Buckeyestrong45 Posted February 22, 2021 Posted February 22, 2021 4 minutes ago, MrPlop said: Yes, sometimes we fall into the trap of being "too picky" as well when we ourselves don't have a lot to offer either. A personal deal breaker it's not whether someone has material gains or even a career, but rather when they have no ambition whatsoever or the will to grow alongside you. That's what I mean by still trying to figure things out. The OP is getting old, she has to date in order to get married. Does she want to grow old by herself??? I know and understand for a fact that the woman that I am trying to reveal my past to will forgive me for my misdeeds and accept me. I don’t understand how people enjoy single life unless they want to grow old by themselves. Just stating facts.
MrPlop Posted February 22, 2021 Posted February 22, 2021 (edited) 16 minutes ago, Buckeyestrong45 said: The OP is getting old, she has to date in order to get married. Does she want to grow old by herself??? I know and understand for a fact that the woman that I am trying to reveal my past to will forgive me for my misdeeds and accept me.
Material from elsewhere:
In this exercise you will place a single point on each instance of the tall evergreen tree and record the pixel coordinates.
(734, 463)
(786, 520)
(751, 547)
I don’t understand how people enjoy single life unless they want to grow old by themselves. Just stating facts. Apples to apples though, OP said she was in her 20s and still has time to fall in & out of love plenty of times. Let's say she was in her 40s, and she's been single due to having very high standards, do you think people can truly let go of said standards just because they feel they're getting old? They might settle alright but they will still be bitter inside telling themselves they could've done better. Edited February 22, 2021 by MrPlop 1
Phallacy Posted February 22, 2021 Posted February 22, 2021 I have a hard coded script that says dating>sex>marriage. I followed that script 3x. Each time I committed and loved easily. I am now flummoxed by logic. I refuse to do what hasn’t worked before. I will no longer say I love you first. I also no longer initiate contact. Sure, I’ll respond. There has to be more to dating then status and sex.